Беранже наградил его именем персонажа из сказки Перро «Кот в сапогах». Но маркиз де Караба из старой сказки вел свой род от некоего мельника, а его тезка из песни Беранже с негодованием отвергает подобные слухи о своем происхождении. Он, мол, прямой потомок самого Пипина Короткого, его род древнее королевского, и привилегии, которыми он владеет, даны ему «свыше».
Как и «породистые псы», маркиз сам выбалтывает все, что у него на душе. Несколько точных деталей портрета, хвастливый монолог — и он весь тут, омерзительный, опасный и в то же время нелепый со своими несоразмерными претензиями, пустозвонством и самохвальством. Смешной и зловещий анахронизм, призванный к жизни реставрацией, человек, лишенный чувства реальности.
Живые оригиналы маркиза увидели себя, как в зеркале, в песне Беранже.

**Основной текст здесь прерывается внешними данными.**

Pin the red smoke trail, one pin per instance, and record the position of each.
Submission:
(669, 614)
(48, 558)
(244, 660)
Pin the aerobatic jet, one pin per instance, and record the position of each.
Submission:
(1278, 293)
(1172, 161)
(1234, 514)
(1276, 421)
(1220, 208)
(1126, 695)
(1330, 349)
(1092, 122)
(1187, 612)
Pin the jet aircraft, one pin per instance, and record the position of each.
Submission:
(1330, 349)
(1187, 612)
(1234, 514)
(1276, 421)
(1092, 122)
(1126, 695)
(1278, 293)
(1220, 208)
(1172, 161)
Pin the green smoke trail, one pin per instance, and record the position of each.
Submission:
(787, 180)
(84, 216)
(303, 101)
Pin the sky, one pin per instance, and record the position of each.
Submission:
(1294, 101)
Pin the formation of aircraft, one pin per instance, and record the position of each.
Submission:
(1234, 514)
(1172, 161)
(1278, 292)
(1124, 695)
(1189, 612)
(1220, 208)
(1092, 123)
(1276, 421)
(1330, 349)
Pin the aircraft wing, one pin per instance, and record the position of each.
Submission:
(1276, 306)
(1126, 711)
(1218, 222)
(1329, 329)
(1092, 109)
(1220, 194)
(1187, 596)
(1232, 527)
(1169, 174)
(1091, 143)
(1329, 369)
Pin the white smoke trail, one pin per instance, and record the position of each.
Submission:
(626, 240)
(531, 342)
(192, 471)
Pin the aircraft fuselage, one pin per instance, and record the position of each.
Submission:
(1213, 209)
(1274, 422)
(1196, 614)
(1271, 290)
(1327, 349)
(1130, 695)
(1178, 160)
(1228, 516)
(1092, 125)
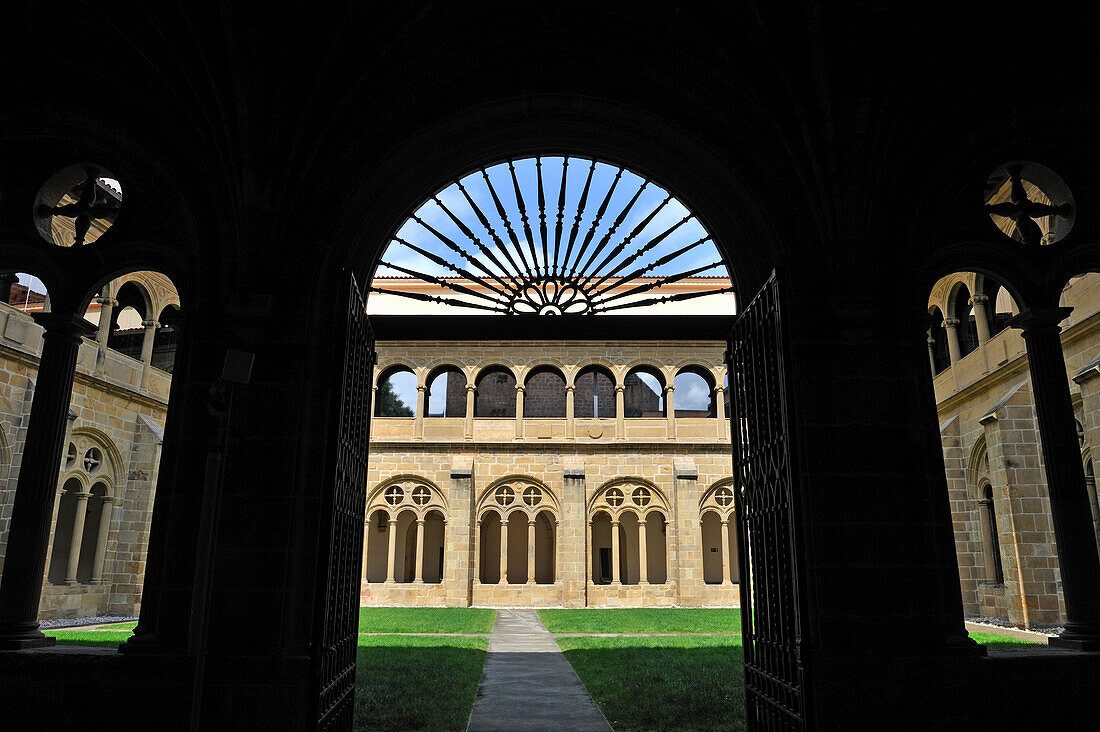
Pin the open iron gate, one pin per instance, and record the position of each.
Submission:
(767, 517)
(337, 629)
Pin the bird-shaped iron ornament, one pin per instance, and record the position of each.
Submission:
(1023, 211)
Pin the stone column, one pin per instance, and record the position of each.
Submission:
(619, 412)
(418, 570)
(725, 552)
(670, 412)
(470, 411)
(519, 411)
(530, 552)
(106, 313)
(615, 574)
(980, 317)
(1078, 560)
(33, 505)
(504, 552)
(76, 537)
(570, 412)
(105, 526)
(392, 556)
(420, 405)
(952, 325)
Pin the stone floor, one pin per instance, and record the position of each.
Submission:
(528, 685)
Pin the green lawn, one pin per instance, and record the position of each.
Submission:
(669, 683)
(642, 620)
(416, 683)
(998, 641)
(426, 620)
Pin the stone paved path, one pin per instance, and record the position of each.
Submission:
(528, 685)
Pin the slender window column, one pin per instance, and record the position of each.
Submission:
(1078, 560)
(980, 318)
(670, 412)
(33, 505)
(105, 526)
(519, 411)
(106, 313)
(615, 574)
(418, 570)
(725, 552)
(470, 411)
(504, 552)
(952, 325)
(392, 556)
(530, 552)
(619, 412)
(570, 412)
(420, 391)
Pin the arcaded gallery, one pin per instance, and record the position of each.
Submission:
(784, 310)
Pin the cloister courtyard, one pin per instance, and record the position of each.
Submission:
(668, 668)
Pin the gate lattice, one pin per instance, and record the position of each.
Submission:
(337, 632)
(767, 517)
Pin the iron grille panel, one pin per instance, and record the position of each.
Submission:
(338, 629)
(767, 520)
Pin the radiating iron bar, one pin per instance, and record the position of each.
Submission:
(663, 298)
(642, 251)
(472, 237)
(595, 221)
(439, 281)
(661, 282)
(542, 217)
(642, 270)
(436, 298)
(461, 252)
(523, 217)
(615, 226)
(507, 225)
(634, 232)
(488, 227)
(561, 216)
(576, 219)
(457, 270)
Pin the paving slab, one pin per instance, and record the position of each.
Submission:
(527, 683)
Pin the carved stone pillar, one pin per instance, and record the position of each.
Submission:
(530, 552)
(1078, 560)
(392, 554)
(952, 326)
(33, 505)
(418, 570)
(615, 552)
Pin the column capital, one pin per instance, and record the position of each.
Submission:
(1040, 318)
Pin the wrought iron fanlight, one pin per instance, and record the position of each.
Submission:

Некоторые, даже весьма правоверные роялисты, из числа тех, кто поумнее, не могли удержаться от смеха — так разительно было это сходство. А о том, как хохотали люди из другого лагеря, и говорить нечего.
Имя маркиза де Караба стало во Франции нарицательным.
Главой и вдохновителем маркизов де Караба, поддувалом реакции в стране был родной брат Людовика XVIII граф д’Артуа. Он имел собственный двор, свой штат советников, наушников и прихлебателей, которые участвовали во всех интригах, затеваемых в высших и прочих сферах.
Твердолобый, ограниченный, фанатичный в своей ненависти к революции, граф д’Артуа любил похваляться тем, что он принадлежит к числу немногих французов, взгляды которых ни на йоту не изменились после 1789 года. Соответственно этим взглядам он не желал считаться ни с ходом истории, ни с интересами Франции и рвался к одному — вернуть страну к дореволюционным порядкам. Вернуть маркизам Караба и их отпрыскам конфискованные поместья и былую власть. Вернуть иезуитам и попам их доходы, паству и земли.
Брат короля был одним из старейших членов и заправил Конгрегации — тайного религиозно-политического общества, образовавшегося еще во времена республики и ставившего своей целью защиту католической религии и восстановление старого, монархического режима.
После реставрации это общество приобрело особую силу и вес. Члены Конгрегации совали носы во все дела французского королевства, негласно заправляли и ходом выборов, и прениями в министерстве, и назначением местных властей.
Конгрегация, руководившая армией избирателей — маркизов де Караба, добилась того, что в «бесподобной палате» 1815 года из 402 членов 350 были матерыми ультрароялистами.
Неистовства дорвавшихся до власти маркизов Караба вызвали возмущение большинства французов. Даже могущественные иностранные державы обеспокоились, не приведут ли Францию крайности реакции к новому революционному взрыву.
Осенью 1816 года порядком перетрухнувший Людовик XVIII под давлением своих советников решился на роспуск «бесподобной палаты». В результате новых выборов вопреки всем проискам Конгрегации большинство мест в палате завоевали на этот раз уже не крайние, а умеренные роялисты; среди депутатов появились даже отдельные фигуры «независимых».
Негласным вершителем политических дел во Франции стал королевский фаворит Деказ. Бывший полицейский префект, добравшийся еще молодым до министерского поста, он обладал искусством маневрирования между политическими лагерями и, что весьма ценилось при дворе, был признанным мастером легкой светской беседы. Никто лучше Деказа не мог потешить короля очередной придворной сплетней со всеми пикантными подробностями или новым забористым анекдотцем. Щеки и живот тучного Людовика тряслись от смеха, он с обожанием глядел на своего любимца и всецело полагался на него в государственных делах (сам король ленился вникать в «скучные» политические вопросы).
Белый террор поутих в стране, правительство взяло более «умеренный» курс. Но Конгрегация продолжала накладывать свою тяжелую лапу на всю внутреннюю жизнь Франции. В согласии с ней действовали и чиновники-роялисты, и господа помещики, и служители церкви.
Бок о бок с роялистскими «индюками», маркизами Караба на общественной арене реставрированной монархии успешно подвизались хитроумные и корыстные авантюристы, умевшие приспособиться ко всякому режиму.
Сохранять свои личные преимущества при любом «хозяине», ловко применяться к обстоятельствам, соблюдая собственную выгоду, — эта циническая мораль все больше входила в силу. Образцами ее могли служить прославленные государственные мужи Талейран и Фуше. Преемники и подражатели этих виртуозов предательства заседали в палатах и министерствах, в судах и департаментах. Политические флюгера в мундирах, дипломатических фраках, церковных сутанах! И среди людей искусства расплодилось немало марионеток, готовых плясать на потеху сильным мира сего.
«Паяц» — так назвал Беранже новую песенку. Герой ее сам повествует о своей карьере.